Back to Office: Preparing for Your Employees’ Return to the Workplace

Remote work became the norm as businesses strive to keep afloat during a pandemic. But recent events suggest that it’s only a matter of time before this ends. With vaccine programs well underway, several business leaders are looking to reopen their offices.

Unfortunately, several challenges have also emerged in the new normal.

Preparing to return to the workplace requires a sound strategy. The pandemic isn’t over, and carelessness can lead to health and safety risks. Business leaders need to anticipate the challenges and react to them accordingly.

Workplace Safety Amid a Pandemic

The primary challenge business leaders will face is how to ensure workplace health and safety. From a business perspective, safeguarding employee well-being is essential to operations. It only takes one asymptomatic employee to infect the rest of the people working in the office.

Before developing a back-to-office plan, business leaders need to study federal, state, and city orders. There is a possibility some locales prohibit this plan even as restrictions ease. Any plans to return to the office must be made in compliance with the law.

Returning to the workplace will likely require new health and safety protocols.

  • Deep cleaning and sanitization will need to be scheduled regularly.
  • Workstations will need to be moved to promote social distancing.
  • Employee schedules will need to be changed to prevent crowding.

Also, business leaders need to come up with a plan in case someone is sick. This should include a contact tracing process, a communication plan, and how to handle the situation in the workplace.  

Employee Reaction and Expectation  

Business leaders can’t expect their employees to be on-board with their back-to-office plan immediately. Although everyone has lived through the pandemic, they have different experiences. Business leaders should be empathetic and understanding of their employees’ thoughts and opinions.

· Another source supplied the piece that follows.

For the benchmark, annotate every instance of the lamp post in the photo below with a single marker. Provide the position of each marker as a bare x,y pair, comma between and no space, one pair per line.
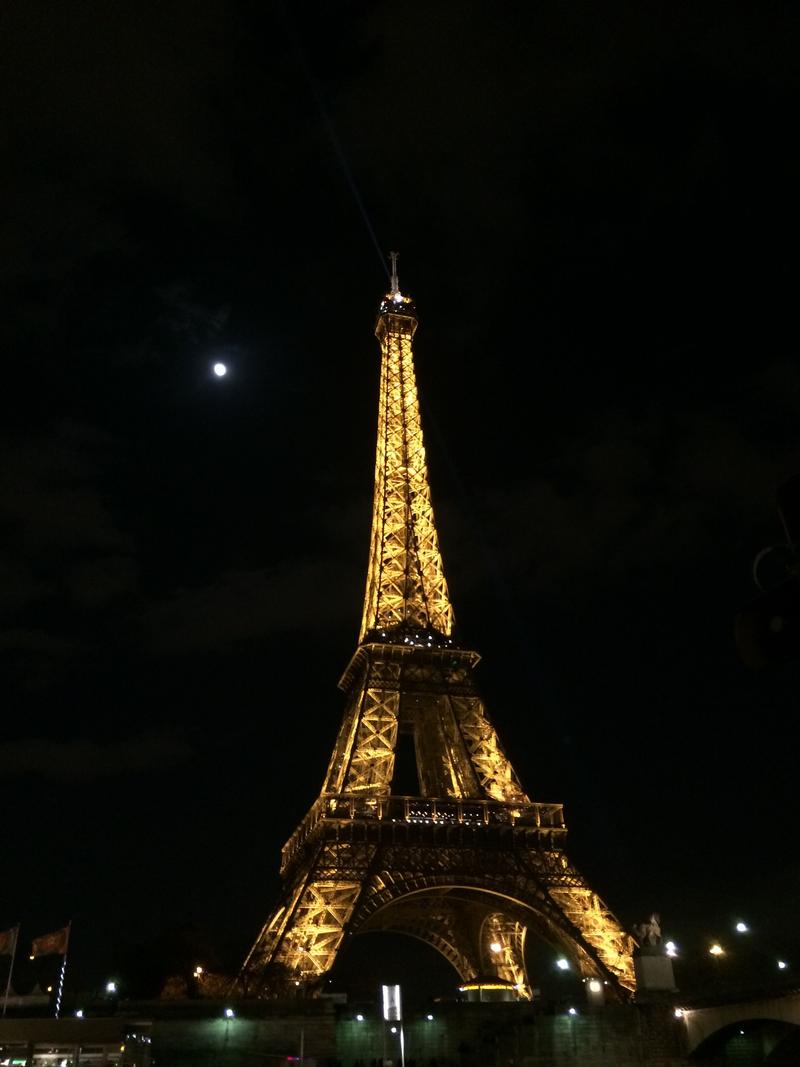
393,1012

Refusal or Hesitation to Go Back

There will be employees who will refuse to return. They will question the reason behind it, especially if they can do the same work at home just as well. Some employees might refuse because they have medical conditions that increase their risk of getting infected. It is the job of business leaders to address these concerns.

Request for Flexibility

There will be employees who discovered working from home is agreeable to them. They will have a difficult time adjusting back to the workplace. Some employees might even be more productive at home. Business leaders should look into changing work schedules to accommodate these discoveries.

Request for Testing

There will be employees who expect regular swab testing. They will cite the situations where they will be exposed to people outside of their bubble. Business leaders should anticipate these requests, and if they agree to them, they must allocate a budget for them.

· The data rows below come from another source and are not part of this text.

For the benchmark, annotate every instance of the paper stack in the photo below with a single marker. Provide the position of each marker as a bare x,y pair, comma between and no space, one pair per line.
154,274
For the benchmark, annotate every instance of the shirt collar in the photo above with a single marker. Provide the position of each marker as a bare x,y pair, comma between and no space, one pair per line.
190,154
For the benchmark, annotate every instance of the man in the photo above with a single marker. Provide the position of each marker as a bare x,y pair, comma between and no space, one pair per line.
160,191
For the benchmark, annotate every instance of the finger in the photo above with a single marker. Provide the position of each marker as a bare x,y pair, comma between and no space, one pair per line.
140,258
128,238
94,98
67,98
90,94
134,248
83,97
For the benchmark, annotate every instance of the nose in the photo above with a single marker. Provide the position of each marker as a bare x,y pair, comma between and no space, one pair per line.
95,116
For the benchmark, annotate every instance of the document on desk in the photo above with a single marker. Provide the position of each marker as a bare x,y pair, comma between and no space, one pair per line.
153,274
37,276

The workforce is a business’s greatest asset. When business leaders fail to realize this, they are prone to making decisions that can alienate employees. This is a time for conversations—asking employees their opinions on the matter is essential to coming up with a sound back-to-office plan.

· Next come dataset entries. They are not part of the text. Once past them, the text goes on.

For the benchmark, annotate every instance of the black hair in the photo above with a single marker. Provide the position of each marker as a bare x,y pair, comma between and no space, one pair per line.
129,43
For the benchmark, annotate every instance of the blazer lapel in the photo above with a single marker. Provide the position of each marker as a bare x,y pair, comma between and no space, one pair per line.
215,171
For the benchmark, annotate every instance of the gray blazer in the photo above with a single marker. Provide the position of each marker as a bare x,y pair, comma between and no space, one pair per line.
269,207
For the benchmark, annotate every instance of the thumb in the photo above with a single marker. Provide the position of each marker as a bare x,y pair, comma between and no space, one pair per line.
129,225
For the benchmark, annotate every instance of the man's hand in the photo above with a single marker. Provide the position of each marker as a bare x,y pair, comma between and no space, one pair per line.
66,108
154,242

How to Return to the Workplace

Understanding the challenges to returning to the workplace is essential in coming up with a sound plan. It allows business leaders to take a proactive approach and create contingency plans.

Realign Business Values

The unprecedented situation has caused employees to re-evaluate their values, beliefs, and drive. Business leaders are tasked with the responsibility to realign their employees to the organization’s values.

Provide Mental Health Resources  

The pandemic took a toll on employees’ mental health. Business leaders need to be empathetic and understanding of employees who are experiencing anxiety, depression, and anger because of the health crisis.

Allow for a Transition Period

The plan to return to the workplace should be gradual. Employees will be changing their habits as they make the shift from home to the office. In addition, management teams will likely have to create new processes to account for the situation.

Prepare for a Split Culture

Currently, restrictions still prohibit commercial spaces from operating at full capacity. This means some employees will return to the workplace while others will continue remote work. Business leaders need to prepare their management teams for the split culture this will create.

Returning to the workplace amid a pandemic is possible. But business leaders need to be prepared. Otherwise, the months of remote work will have been for nothing.